Altmann felt that Rosalind, with five years of distinguished post-doctoral work to her credit, was undervalued by all at King's, not least by Randall. The personal antipathy between her and Wilkins was just a part of the problem.

The bright spot in Rosalind's London life was her new flat on Drayton Gardens in South Kensington. Modestly furnished, it looked luxurious to her friends most of whom lived in cramped quarters with shared bathrooms or kitchens. Four rooms on the fourth floor of a purpose-built, 1930s block, Donovan Court, it was around the corner from the Fulham Road and the Forum Cinema, and was approached by a lift and a quiet, wide hallway. Windows at the back looked out at the streetlamps of the paved walkway, Thistle Grove.

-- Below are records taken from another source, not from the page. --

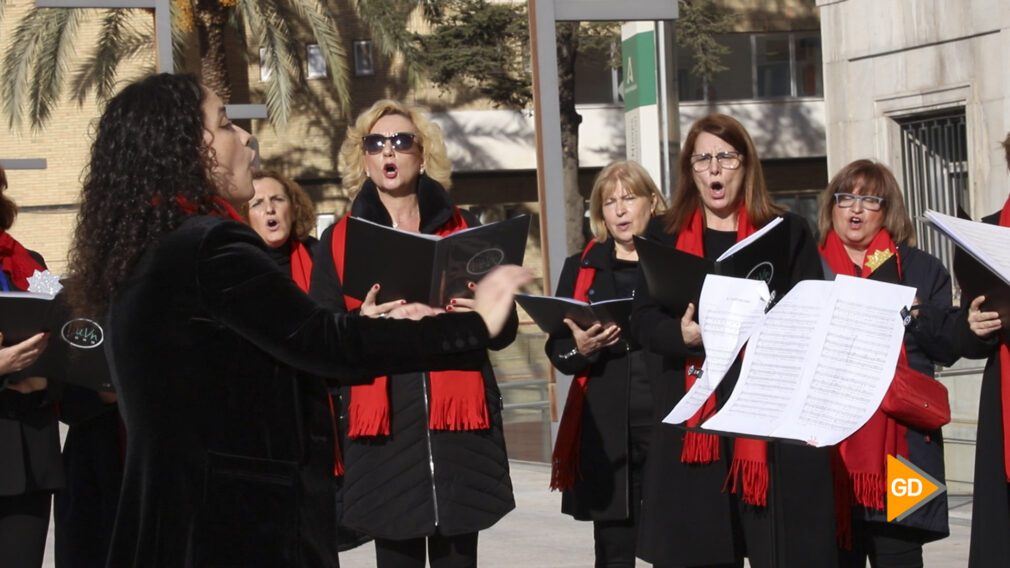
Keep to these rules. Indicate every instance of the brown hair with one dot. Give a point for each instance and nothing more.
(302, 207)
(871, 178)
(8, 210)
(761, 207)
(434, 158)
(632, 178)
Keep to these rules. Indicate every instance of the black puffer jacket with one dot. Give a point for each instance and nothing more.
(404, 485)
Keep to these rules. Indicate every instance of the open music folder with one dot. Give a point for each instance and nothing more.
(675, 278)
(981, 260)
(549, 312)
(426, 268)
(817, 365)
(74, 353)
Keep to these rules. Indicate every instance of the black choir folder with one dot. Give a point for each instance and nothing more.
(675, 278)
(981, 260)
(74, 353)
(549, 312)
(426, 268)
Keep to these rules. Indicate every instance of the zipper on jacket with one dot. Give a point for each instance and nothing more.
(427, 436)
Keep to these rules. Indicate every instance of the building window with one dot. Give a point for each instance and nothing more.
(315, 62)
(934, 173)
(759, 66)
(364, 62)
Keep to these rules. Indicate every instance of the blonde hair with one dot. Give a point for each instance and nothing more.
(429, 137)
(302, 207)
(761, 207)
(632, 178)
(871, 178)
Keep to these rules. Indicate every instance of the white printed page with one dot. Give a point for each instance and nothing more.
(775, 362)
(750, 239)
(988, 243)
(854, 365)
(729, 310)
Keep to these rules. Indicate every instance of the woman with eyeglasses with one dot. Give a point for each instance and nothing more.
(603, 438)
(711, 500)
(863, 223)
(425, 464)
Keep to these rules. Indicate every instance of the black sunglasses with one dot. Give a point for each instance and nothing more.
(402, 142)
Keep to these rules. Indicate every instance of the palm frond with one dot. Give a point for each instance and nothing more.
(57, 46)
(116, 41)
(273, 35)
(330, 42)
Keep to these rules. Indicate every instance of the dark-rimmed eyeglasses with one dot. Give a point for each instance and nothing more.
(726, 160)
(870, 202)
(401, 142)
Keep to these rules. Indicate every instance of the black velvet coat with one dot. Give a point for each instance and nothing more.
(404, 485)
(601, 492)
(198, 338)
(991, 506)
(29, 439)
(687, 518)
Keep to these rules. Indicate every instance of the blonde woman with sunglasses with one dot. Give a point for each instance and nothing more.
(425, 467)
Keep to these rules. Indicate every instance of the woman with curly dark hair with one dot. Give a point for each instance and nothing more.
(30, 469)
(199, 318)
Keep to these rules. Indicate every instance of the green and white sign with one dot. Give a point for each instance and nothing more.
(638, 57)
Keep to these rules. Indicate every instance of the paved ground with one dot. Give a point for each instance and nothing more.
(536, 535)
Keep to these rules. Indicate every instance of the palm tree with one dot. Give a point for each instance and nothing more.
(35, 64)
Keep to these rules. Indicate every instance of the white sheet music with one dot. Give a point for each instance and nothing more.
(729, 310)
(989, 244)
(848, 334)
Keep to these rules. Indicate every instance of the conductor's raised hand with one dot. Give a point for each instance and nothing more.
(370, 308)
(690, 328)
(19, 356)
(493, 296)
(594, 338)
(983, 323)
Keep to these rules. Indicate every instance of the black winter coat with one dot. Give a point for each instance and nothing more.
(991, 507)
(926, 345)
(404, 485)
(601, 491)
(29, 438)
(687, 518)
(200, 340)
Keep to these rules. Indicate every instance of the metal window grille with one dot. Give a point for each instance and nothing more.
(934, 155)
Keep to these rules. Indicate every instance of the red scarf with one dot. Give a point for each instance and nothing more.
(301, 265)
(1005, 371)
(749, 466)
(565, 461)
(458, 400)
(16, 262)
(860, 461)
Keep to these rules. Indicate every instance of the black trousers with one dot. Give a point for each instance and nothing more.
(458, 551)
(24, 524)
(885, 545)
(615, 540)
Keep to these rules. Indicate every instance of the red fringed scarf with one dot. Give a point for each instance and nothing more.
(1005, 370)
(749, 466)
(15, 261)
(565, 461)
(458, 400)
(301, 265)
(860, 462)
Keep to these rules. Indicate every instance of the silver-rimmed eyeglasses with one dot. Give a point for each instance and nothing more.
(726, 160)
(870, 202)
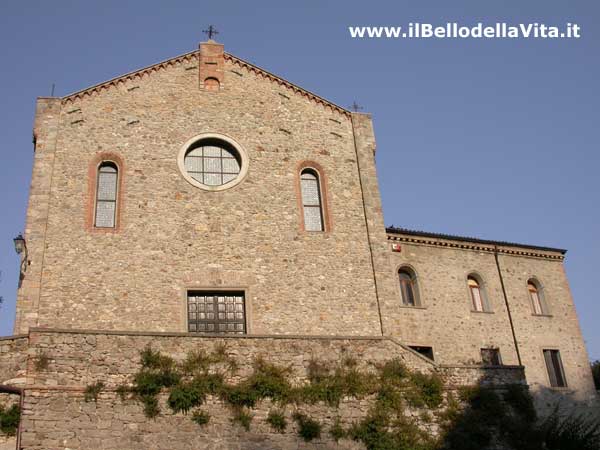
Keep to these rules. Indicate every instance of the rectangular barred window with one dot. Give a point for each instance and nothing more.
(556, 373)
(216, 312)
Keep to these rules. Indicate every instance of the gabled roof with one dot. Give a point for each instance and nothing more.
(194, 55)
(476, 241)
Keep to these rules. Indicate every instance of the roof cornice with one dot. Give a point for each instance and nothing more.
(194, 55)
(130, 76)
(462, 242)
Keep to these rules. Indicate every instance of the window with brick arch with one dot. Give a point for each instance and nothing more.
(408, 287)
(312, 204)
(105, 213)
(537, 301)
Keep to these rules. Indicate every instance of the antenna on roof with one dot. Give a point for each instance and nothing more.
(356, 107)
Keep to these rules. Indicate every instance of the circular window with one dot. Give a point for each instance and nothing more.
(212, 162)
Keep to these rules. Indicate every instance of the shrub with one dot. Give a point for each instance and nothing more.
(184, 397)
(92, 391)
(242, 417)
(152, 359)
(277, 420)
(573, 432)
(9, 420)
(151, 408)
(429, 389)
(201, 417)
(393, 372)
(308, 429)
(336, 431)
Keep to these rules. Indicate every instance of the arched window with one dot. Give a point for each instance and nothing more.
(408, 287)
(311, 200)
(106, 195)
(478, 297)
(537, 301)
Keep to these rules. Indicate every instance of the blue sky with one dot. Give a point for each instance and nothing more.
(496, 139)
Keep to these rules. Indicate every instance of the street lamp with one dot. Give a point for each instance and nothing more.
(20, 245)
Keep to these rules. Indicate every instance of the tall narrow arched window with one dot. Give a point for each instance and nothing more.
(312, 204)
(106, 195)
(408, 287)
(478, 296)
(536, 297)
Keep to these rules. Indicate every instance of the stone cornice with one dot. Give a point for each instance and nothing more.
(476, 246)
(138, 74)
(282, 82)
(130, 76)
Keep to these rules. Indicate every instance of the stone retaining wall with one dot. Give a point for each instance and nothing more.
(56, 416)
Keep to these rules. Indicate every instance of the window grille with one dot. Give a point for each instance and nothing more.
(556, 374)
(216, 312)
(106, 196)
(311, 201)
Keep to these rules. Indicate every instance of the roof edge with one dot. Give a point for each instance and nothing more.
(176, 59)
(450, 237)
(287, 83)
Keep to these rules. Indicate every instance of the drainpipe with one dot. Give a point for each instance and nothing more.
(512, 327)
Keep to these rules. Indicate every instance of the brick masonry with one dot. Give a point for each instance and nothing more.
(331, 290)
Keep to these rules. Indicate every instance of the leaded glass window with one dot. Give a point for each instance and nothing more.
(311, 201)
(212, 163)
(536, 298)
(407, 288)
(216, 312)
(476, 295)
(106, 195)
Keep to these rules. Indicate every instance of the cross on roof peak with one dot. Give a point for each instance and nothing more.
(212, 31)
(356, 107)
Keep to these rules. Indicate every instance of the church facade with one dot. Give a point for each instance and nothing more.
(204, 196)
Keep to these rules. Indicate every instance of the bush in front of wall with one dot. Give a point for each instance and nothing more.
(277, 420)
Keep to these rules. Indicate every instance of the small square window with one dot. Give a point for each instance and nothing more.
(425, 351)
(491, 357)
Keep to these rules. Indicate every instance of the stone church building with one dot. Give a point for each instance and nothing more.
(203, 198)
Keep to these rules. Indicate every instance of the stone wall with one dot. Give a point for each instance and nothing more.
(173, 236)
(56, 416)
(445, 319)
(13, 359)
(7, 400)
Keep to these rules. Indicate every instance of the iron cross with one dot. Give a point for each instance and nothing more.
(212, 31)
(356, 107)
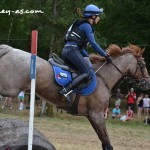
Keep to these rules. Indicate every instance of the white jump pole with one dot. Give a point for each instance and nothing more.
(33, 82)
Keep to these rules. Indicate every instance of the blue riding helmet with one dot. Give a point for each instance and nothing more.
(91, 10)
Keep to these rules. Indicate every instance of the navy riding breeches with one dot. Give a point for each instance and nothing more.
(72, 56)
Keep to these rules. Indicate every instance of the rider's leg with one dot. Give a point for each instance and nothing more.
(73, 55)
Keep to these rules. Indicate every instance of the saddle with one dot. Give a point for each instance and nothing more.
(65, 74)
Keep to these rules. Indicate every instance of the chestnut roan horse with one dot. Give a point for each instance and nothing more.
(15, 77)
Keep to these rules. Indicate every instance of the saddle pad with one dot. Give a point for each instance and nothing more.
(63, 78)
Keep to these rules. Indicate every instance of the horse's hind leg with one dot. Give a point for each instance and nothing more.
(98, 122)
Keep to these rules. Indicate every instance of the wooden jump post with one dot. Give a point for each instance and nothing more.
(33, 82)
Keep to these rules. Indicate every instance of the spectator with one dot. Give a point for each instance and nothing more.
(129, 115)
(7, 103)
(21, 99)
(106, 113)
(1, 97)
(116, 113)
(21, 106)
(139, 105)
(118, 97)
(131, 97)
(146, 106)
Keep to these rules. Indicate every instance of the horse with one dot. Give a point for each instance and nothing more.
(15, 77)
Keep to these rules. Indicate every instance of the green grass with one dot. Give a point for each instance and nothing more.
(70, 132)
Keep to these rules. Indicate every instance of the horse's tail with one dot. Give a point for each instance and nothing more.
(4, 49)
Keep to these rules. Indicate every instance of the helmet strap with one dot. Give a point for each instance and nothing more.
(94, 19)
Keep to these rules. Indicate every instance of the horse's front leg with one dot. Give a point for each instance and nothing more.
(98, 122)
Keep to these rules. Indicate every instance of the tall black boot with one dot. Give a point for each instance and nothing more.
(69, 89)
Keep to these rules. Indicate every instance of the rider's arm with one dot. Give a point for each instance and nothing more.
(84, 53)
(90, 36)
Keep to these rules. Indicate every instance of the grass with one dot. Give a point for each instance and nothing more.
(68, 132)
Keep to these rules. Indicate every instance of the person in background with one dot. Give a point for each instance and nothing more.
(118, 97)
(129, 115)
(140, 105)
(21, 105)
(21, 99)
(146, 106)
(116, 113)
(131, 97)
(1, 97)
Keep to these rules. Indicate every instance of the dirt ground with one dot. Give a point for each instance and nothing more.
(67, 132)
(79, 135)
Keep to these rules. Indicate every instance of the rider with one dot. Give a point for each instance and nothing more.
(77, 37)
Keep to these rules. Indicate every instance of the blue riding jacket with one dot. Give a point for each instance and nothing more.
(88, 30)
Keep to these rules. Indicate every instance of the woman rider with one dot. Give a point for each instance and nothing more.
(79, 34)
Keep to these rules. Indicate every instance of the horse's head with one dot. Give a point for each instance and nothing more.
(141, 72)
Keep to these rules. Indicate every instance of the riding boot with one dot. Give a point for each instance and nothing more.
(66, 91)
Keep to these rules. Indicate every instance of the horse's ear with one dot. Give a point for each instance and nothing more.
(142, 51)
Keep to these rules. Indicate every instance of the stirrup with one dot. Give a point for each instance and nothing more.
(66, 94)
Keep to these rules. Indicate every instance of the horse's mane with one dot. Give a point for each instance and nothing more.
(115, 51)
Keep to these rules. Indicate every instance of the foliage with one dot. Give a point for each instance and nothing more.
(124, 21)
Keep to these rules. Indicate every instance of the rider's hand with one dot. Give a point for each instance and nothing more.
(108, 58)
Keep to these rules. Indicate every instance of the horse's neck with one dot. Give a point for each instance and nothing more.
(125, 63)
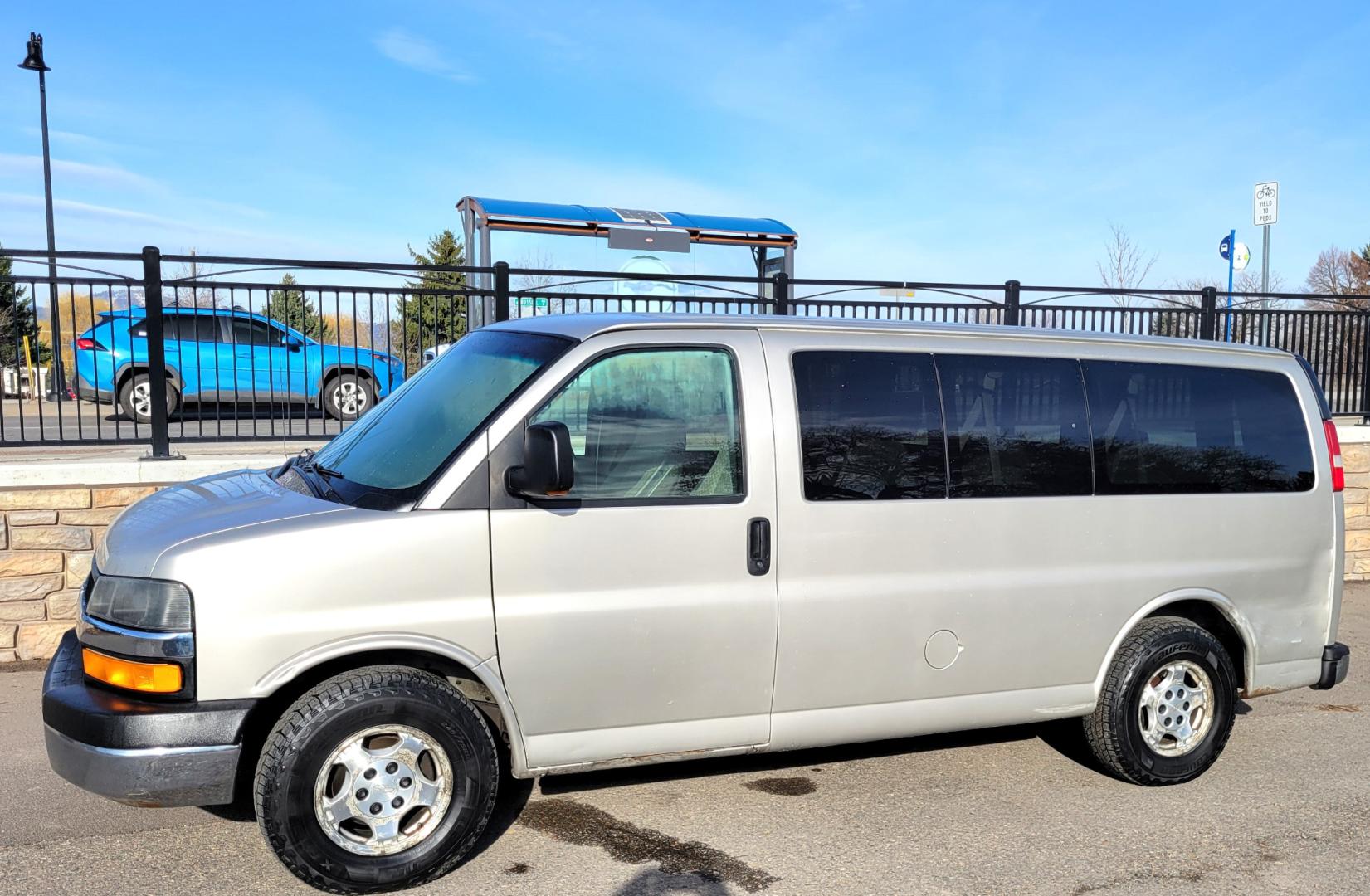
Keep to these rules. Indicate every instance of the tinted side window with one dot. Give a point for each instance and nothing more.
(869, 425)
(1165, 429)
(1016, 426)
(197, 328)
(658, 424)
(183, 328)
(248, 332)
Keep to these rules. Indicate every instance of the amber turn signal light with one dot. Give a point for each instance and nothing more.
(125, 673)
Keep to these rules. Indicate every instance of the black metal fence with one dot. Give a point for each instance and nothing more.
(241, 348)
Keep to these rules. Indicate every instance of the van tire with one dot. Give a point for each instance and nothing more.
(309, 733)
(1114, 729)
(134, 404)
(349, 397)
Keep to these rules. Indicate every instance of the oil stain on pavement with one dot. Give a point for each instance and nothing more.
(585, 825)
(783, 786)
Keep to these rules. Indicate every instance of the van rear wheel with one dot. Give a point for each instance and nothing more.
(377, 778)
(1168, 704)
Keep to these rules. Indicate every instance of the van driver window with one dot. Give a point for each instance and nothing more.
(659, 424)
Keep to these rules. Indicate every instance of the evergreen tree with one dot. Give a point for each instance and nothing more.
(17, 321)
(292, 309)
(433, 318)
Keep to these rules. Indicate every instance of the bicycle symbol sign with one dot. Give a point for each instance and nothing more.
(1265, 207)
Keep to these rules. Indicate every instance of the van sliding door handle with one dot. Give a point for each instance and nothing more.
(758, 546)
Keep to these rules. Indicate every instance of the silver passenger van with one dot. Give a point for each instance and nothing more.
(593, 540)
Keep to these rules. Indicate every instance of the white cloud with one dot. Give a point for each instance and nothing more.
(420, 54)
(71, 137)
(101, 174)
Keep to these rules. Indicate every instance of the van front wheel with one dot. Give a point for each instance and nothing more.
(376, 780)
(1168, 704)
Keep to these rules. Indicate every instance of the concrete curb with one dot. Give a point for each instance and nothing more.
(81, 473)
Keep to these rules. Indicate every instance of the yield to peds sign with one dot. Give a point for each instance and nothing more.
(1265, 207)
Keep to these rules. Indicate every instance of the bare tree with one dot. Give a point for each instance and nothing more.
(1125, 266)
(534, 284)
(1340, 273)
(195, 294)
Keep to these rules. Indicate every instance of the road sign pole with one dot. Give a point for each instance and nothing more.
(1232, 256)
(1265, 259)
(1265, 283)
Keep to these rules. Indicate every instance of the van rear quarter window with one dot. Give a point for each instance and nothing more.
(1166, 429)
(870, 425)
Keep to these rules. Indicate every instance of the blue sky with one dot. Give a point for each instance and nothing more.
(953, 141)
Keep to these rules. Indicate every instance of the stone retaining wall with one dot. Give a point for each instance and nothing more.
(46, 538)
(1355, 458)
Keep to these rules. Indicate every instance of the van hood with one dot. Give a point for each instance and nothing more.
(187, 511)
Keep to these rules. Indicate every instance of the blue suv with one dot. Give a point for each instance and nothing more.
(231, 357)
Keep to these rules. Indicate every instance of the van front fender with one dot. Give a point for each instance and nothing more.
(485, 670)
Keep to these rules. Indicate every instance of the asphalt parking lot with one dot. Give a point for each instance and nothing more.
(1287, 810)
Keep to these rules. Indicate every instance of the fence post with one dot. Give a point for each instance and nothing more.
(780, 292)
(1012, 302)
(502, 290)
(1209, 314)
(157, 355)
(1365, 368)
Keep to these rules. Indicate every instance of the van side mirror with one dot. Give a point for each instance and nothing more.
(548, 463)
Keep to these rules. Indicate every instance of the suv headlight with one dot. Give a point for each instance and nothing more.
(140, 603)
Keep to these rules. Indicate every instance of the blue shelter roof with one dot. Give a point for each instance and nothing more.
(597, 217)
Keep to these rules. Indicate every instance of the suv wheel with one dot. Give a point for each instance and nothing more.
(136, 399)
(347, 397)
(1168, 704)
(376, 780)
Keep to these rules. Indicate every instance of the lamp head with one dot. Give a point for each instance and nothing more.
(33, 62)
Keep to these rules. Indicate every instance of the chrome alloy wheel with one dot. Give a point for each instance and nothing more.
(143, 397)
(1174, 710)
(383, 791)
(349, 397)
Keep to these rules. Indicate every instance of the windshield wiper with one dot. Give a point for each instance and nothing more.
(322, 481)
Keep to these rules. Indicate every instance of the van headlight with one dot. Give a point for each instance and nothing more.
(140, 603)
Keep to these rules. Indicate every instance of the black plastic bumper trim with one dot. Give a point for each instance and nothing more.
(105, 719)
(1336, 664)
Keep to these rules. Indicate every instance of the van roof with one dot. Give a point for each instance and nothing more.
(585, 325)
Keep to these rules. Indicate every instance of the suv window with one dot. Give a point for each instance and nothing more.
(252, 332)
(1016, 426)
(184, 328)
(1166, 429)
(654, 424)
(869, 425)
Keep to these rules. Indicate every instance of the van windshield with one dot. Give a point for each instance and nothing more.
(408, 436)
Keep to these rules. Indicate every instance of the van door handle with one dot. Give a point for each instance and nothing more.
(758, 546)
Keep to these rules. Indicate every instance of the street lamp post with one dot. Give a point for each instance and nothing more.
(33, 62)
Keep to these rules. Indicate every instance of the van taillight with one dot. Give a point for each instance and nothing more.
(1338, 475)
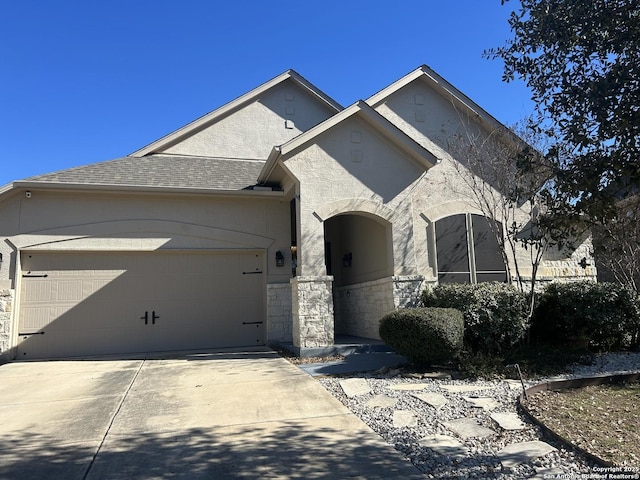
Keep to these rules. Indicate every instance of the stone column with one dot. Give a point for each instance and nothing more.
(6, 303)
(312, 312)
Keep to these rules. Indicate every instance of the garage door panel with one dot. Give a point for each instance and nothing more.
(92, 304)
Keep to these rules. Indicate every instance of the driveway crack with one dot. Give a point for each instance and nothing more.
(113, 418)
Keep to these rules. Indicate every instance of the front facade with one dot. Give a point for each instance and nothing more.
(281, 217)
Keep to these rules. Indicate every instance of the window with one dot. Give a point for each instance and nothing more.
(467, 250)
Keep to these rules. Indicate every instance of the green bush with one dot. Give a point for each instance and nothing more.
(495, 314)
(604, 316)
(426, 336)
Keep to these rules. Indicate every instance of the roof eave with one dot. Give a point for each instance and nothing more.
(143, 189)
(210, 117)
(381, 124)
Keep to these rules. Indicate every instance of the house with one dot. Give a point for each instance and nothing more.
(280, 217)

Rosalind loved the flat, the first real home of her own. She made her own curtains and pressed friends to use the place when she was away. Her American friend from Paris, Anne Sayre, claimed credit for persuading Rosalind to dip into her personal capital for her own comfort, abandoning her usual self-denying ordinance to live only on her wages. Penny-pinching had made some sense in Paris, Anne argued, when currency restrictions forbade the import of funds. But for anyone who was not genuinely hard-up (as Anne felt she and her husband were), it was self-indulgence to economise from choice rather than necessity. To Anne's amazement, Rosalind ‘not only took my lecture meekly but proceeded to take the flat, and to use — though always sparingly — the private income she had always previously scorned'.

Just as she was a serious scientist and serious walker, Rosalind was a serious cook. A decent kitchen all to herself gave her the opportunity to entertain as had not been possible before. She gave many dinner parties and, cooking being a branch of chemistry, was very good at it. She introduced her English guests to French cuisine with the same missionary air with which Elizabeth David's highly popular book
Mediterranean Cooking
was preaching the virtues of olive oil, garlic, parmesan and basil to enliven the dreary national diet.